Jejuns devem ser quebrados cuidadosa e vagarosamente, e quanto maior o tempo de jejum, mais cuidado se deve tomar quando terminá-lo. Se o estômago de alguém não digeriu alimentos sólidos por três dias, seria tolice terminar o jejum comendo alimentos que são difíceis de digerir. Ele deve começar com comidas de fácil digestão e sucos de frutas. Quanto mais longo o jejum, maior o tempo para o sistema digestivo se ajustar a comer novamente, mas perder uma ou duas refeições não requer um período especial.

Alguns estão convencidos de que um jejum cuidadoso e moderado é, na verdade, um meio de promover saúde para nossos corpos; e eu sou um deles, tendo ouvido vários testemunhos de pessoas doentes que foram curadas enquanto jejuavam. Alguns acham que jejuar é um meio de descansar e limpar o corpo. Esse pode ser o motivo de o primeiro jejum de alguém ser, normalmente, o mais difícil de todos. Aqueles que nunca jejuaram são, provavelmente, os que mais precisam de limpeza física interna.

Na maioria dos casos, a fome vai embora entre dois a quatro dias do jejum. Quando a fome volta (normalmente depois de algumas semanas), isso é um sinal para que termine o jejum com cuidado, já que esse é o início da desnutrição, quando o corpo já usou toda a gordura acumulada e está agora usando células essenciais.

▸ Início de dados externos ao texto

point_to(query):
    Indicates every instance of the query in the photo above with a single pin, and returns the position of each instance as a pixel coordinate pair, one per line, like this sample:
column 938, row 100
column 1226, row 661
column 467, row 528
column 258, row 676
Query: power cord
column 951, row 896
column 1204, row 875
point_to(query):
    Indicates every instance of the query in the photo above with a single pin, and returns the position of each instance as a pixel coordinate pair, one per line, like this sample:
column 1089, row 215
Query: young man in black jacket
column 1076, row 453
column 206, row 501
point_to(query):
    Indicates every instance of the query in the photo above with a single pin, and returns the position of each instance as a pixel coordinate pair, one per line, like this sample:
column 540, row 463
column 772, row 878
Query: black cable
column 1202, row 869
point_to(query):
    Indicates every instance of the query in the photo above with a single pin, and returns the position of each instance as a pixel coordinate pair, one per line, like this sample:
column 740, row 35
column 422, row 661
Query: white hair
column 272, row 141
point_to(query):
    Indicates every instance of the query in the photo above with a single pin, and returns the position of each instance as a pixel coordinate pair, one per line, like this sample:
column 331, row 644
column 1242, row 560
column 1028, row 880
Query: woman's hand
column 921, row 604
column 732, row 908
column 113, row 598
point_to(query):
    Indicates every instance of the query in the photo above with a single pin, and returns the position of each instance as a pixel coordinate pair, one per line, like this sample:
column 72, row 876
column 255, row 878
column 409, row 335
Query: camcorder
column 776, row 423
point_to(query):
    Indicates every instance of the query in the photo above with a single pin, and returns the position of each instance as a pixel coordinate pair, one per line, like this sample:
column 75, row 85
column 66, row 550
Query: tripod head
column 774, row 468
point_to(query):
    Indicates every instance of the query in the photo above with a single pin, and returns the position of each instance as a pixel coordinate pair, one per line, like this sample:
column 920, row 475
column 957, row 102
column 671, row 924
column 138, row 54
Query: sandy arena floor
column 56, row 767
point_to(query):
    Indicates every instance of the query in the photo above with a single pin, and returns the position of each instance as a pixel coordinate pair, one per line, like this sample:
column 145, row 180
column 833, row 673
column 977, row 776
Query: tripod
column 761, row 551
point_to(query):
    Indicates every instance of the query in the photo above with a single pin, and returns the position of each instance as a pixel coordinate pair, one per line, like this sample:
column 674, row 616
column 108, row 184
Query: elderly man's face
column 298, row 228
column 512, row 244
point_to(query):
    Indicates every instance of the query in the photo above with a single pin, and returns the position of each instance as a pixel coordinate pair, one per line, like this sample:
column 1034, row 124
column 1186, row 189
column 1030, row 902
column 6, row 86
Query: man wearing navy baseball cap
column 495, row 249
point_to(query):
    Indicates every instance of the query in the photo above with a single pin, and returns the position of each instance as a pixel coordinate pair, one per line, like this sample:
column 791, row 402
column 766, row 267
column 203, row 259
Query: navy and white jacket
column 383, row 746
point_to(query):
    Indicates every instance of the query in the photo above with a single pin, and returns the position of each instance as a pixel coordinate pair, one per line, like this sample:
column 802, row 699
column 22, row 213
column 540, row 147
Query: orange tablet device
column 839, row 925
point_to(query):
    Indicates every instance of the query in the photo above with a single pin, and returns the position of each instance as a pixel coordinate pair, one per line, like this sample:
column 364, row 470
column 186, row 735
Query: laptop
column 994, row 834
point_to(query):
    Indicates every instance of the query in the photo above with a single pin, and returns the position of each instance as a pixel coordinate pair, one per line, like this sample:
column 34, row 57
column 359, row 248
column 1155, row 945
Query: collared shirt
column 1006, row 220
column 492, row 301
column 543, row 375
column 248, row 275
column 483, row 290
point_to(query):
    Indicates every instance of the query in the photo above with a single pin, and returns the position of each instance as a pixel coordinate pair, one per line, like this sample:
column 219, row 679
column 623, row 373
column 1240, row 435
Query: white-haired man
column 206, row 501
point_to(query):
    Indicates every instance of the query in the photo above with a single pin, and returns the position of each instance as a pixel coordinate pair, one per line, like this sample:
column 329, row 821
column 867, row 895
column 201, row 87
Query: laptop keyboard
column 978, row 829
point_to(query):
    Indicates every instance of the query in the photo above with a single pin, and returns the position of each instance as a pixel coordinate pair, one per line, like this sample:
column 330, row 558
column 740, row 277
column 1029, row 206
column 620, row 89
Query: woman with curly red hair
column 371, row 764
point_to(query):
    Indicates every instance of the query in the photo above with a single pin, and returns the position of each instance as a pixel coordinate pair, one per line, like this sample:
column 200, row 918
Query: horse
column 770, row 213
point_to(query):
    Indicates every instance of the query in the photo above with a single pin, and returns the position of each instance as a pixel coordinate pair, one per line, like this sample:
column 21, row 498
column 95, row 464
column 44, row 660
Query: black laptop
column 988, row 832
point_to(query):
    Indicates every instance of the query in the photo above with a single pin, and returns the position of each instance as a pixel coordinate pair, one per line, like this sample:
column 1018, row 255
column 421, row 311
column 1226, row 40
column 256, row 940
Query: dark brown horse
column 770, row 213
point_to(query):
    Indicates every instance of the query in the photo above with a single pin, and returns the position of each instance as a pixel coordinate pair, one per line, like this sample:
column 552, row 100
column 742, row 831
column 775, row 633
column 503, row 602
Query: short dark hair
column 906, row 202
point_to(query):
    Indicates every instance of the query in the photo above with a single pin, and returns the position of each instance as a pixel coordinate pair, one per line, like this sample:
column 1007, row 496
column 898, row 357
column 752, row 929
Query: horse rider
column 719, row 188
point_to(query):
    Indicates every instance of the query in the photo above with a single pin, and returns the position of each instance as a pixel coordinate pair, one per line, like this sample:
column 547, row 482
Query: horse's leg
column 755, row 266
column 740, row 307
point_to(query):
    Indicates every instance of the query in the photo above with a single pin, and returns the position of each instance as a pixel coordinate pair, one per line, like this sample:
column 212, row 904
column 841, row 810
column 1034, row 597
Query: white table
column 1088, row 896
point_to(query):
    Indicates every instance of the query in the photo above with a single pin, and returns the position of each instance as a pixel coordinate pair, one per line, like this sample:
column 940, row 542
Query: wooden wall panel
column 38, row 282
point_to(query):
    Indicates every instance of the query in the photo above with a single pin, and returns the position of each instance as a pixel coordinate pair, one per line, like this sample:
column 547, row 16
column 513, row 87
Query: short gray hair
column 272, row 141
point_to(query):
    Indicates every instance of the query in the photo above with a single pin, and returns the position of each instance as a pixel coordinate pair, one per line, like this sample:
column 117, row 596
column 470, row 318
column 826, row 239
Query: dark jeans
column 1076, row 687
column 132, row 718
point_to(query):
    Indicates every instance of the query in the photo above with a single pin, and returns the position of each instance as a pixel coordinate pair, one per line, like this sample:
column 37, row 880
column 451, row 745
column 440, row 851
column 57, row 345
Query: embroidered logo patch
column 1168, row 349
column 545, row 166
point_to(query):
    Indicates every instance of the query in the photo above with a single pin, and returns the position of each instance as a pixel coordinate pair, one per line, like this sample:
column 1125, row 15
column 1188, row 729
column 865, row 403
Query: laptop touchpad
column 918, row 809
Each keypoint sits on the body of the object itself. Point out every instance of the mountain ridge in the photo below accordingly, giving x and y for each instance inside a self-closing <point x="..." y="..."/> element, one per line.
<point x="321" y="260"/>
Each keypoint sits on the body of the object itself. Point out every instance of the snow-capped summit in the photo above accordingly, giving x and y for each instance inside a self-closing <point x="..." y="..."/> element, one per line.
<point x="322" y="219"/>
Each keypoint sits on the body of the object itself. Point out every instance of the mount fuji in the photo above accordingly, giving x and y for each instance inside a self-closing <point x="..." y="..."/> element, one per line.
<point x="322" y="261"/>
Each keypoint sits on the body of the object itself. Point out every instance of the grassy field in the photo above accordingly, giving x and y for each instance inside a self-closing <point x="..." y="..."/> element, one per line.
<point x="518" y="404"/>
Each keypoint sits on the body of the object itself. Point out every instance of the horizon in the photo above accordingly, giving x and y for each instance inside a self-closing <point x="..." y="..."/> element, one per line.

As Escrituras dizem que Jesus teve fome depois de quarenta dias, e foi aí que terminou Seu jejum (veja Mt. 4:2).

 


[1] Já jejuei por sete dias sem receber benefício espiritual algum pelo simples fato de não ter um objetivo espiritual e não passar tempo extra em oração.

[2] A versão King James de 1 Coríntios 7:5 recomenda o consentimento entre maridos e esposas de se absterem de relações sexuais para que possam dedicar-se ao “jejum e oração”. A maioria das traduções modernas em inglês não mencionam jejum, somente oração.

* * Nota do tradutor: versículo da versão Revista e Atualizada.

[3]A única exceção seria a menção de Paulo a respeito do jejum feito pelos casais em 1 Coríntios 7:5, mas entre as traduções da Bíblia em inglês ela só é encontrada na Versão King James. O jejum involuntário é mencionado em Atos 27:21, 33-34, 1 Coríntios 4:11 e 2 Coríntios 6:5; 11:27. Contudo, esses não eram jejuns feitos com propósitos espirituais, mas somente por causa de circunstâncias graves ou por não haver comida.